Au Soudan du Sud, Jennifer Angels, âgée de deux ans, profite d’un dernier repas en famille dans un camp de plus de 5000 personnes déplacées à Riimenze, dans l’État de Gbudwe qui était avant l’Équatoria-Occidental. Photo de Paul Jeffrey/Caritas

Après des décennies de guerre, le Soudan du Sud a obtenu son indépendance du Soudan en 2011. On était alors pleins d’espoir pour le pays. Cependant, les rivalités entre le président Salva Kiir, qui est de la tribu Dinka, et le vice-président Riek Machar, qui est Nuer, sont telles qu’elles ont attisé des violences ethniques dès fin 2013. La reprise des conflits à la mi-2016 a provoqué une catastrophe aux proportions bibliques.

À Wau, des combats ont éclaté entre les soldats du gouvernement et des groupes de l’opposition, faisant plus de 400 morts et 120 000 déplacés. « Beaucoup sont venus dans le grand complexe de l’Église catholique », dit Kämpf. « Au plus fort de la crise, il y avait 25 000 personnes. »

P. Moses Peter, le coordonnateur d’urgence de la Caritas diocésaine, s’est converti en responsable du camp. « On avait un surplus de nourriture issu d’un projet en cours de lutte contre la malnutrition des enfants, et on l’a utilisé pour nourrir les familles au complexe », dit-il.

« Après, quand le terrain est devenu sûr pour les agences humanitaires internationales, nous avons servi en tant que point de coordination pour améliorer les conditions, construire des latrines, fournir un espace d’apprentissage aux enfants, et améliorer les abris. Pendant que les personnes s’établissaient, on a pu fournir des abris, de l’eau et de la nourriture. »

Les combats réguliers ont continué, chaque attaque générant davantage de déplacés. C’est en avril que le paroxysme a été atteint, quand deux généraux de l’armée ont été tués, ce qui a déclenché une série de tueries de la part des forces gouvernementales à Wau.

Les choses se sont calmées depuis l’introduction d’une force de sécurité multi-tribale, mais beaucoup ne rentreront jamais chez eux. Actuellement, il y a 13 000 personnes dans quatre complexes épars. Le principal en accueille 7000, les autres environ 2000 chacun.

« Un grand nombre de personnes préfèrent rester dans le complexe de l’église ou avec l’ONU. En plus de la sécurité, le fait d’avoir quelqu’un au complexe permet à la famille d’avoir des rations alimentaires », dit P. Peter.

À Wau, au Soudan du Sud, des personnes se réveillant le matin après avoir dormi en plein air dans un camp de plus de 5000 personnes déplacées internes dans l’enceinte d’une église épiscopale.

À Wau, au Soudan du Sud, des personnes se réveillant le matin après avoir dormi en plein air dans un camp de plus de 5000 personnes déplacées internes dans l’enceinte d’une église épiscopale. Photo de Paul Jeffrey/Caritas

Ceux qui logent au complexe ne reçoivent qu’une demi-ration du Programme alimentaire mondial. « Tu continues à perdre du poids, mais au moins tu restes en vie », dit Kämpf. L’aide humanitaire au Soudan du Sud n’est financée qu’à hauteur de 14 pourcents, ce qui veut dire que les agences sont contraintes à réduire les rations.

L’absence de loi et d’ordre signifie que d’énormes pans de zones rurales sont coupés de tout. « Nous ne connaissons pas la situation dans ces endroits, mais nous ne pouvons qu’imaginer que c’est encore bien pire », dit Kämpf.

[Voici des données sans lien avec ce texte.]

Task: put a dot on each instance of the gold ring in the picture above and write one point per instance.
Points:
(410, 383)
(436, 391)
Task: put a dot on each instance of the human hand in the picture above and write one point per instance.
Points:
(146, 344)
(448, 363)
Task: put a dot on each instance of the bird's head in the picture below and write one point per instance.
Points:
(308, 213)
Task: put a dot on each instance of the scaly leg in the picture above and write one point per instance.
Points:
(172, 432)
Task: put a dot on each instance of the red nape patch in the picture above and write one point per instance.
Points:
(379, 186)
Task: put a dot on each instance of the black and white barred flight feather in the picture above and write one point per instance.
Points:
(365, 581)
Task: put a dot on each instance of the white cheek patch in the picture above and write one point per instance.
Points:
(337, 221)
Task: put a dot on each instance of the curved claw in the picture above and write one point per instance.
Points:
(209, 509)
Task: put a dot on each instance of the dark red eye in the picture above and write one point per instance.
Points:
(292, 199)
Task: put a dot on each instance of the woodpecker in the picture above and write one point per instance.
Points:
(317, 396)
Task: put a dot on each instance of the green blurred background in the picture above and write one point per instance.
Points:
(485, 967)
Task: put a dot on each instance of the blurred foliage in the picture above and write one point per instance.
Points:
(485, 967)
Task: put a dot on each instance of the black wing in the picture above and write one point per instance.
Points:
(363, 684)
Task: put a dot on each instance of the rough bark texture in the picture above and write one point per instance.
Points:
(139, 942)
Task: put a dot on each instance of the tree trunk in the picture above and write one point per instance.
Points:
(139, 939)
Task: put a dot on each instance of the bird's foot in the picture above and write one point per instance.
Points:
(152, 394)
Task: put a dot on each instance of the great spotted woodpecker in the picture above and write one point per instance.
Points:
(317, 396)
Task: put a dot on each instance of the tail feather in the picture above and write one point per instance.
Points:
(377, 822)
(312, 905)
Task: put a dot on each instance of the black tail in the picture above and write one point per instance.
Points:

Parmi ceux qui ont fui et sont rentrés, il y a les volontaires de l’Église. Avant la crise actuelle, ils aidaient les plus pauvres, les handicapés et les personnes âgées.

« Quand les volontaires sont rentrés du bush, ils sont repartis de là où ils en étaient avec les déplacés », dit Kämpf. « Par exemple, il est difficile pour une personne handicapée de moudre le maïs, car c’est deux heures de travail avec des pierres, à s’échiner le dos. Les volontaires aident donc à préparer les repas. »

Le Soudan du Sud est le pays le plus dangereux pour les travailleurs humanitaires. C’est aussi l’un des plus couteux. Selon une étude menée par Caritas Internationalis et fournie par ses membres, la mise en œuvre de projets y coûte environ 12 fois plus par bénéficiaire qu’au Kenya.

À Wau, au Soudan du Sud, une famille partage le repas sous l’abri, dans le camp de plus de 12 000 personnes déplacées internes situé dans l’enceinte de la cathédrale catholique romaine de Sainte-Marie.

À Wau, au Soudan du Sud, une famille partage le repas sous l’abri, dans le camp de plus de 12 000 personnes déplacées internes situé dans l’enceinte de la cathédrale catholique romaine de Sainte-Marie. Photo de Paul Jeffrey

Les routes aussi sont en très mauvais état, et 60 pourcents du pays est inaccessible durant la saison des pluies. L’insécurité et l’état des routes font qu’il est difficile d’amener de la nourriture à Wau, ou d’acheminer la nourriture de la ville aux zones rurales.

« La production céréalière l’an dernier a été au plus bas depuis le début du conflit. Le prix des aliments est monté à cause de la pénurie. Il y a une crise économique, avec l’effondrement de la livre sud-soudanaise, et les gens ne peuvent plus s’acheter la nourriture. Et ils ne peuvent pas aller aux champs sans risquer de se faire tuer », dit Kämpf. « Les gens mangent des feuilles, des baies sauvages et de l’herbe. »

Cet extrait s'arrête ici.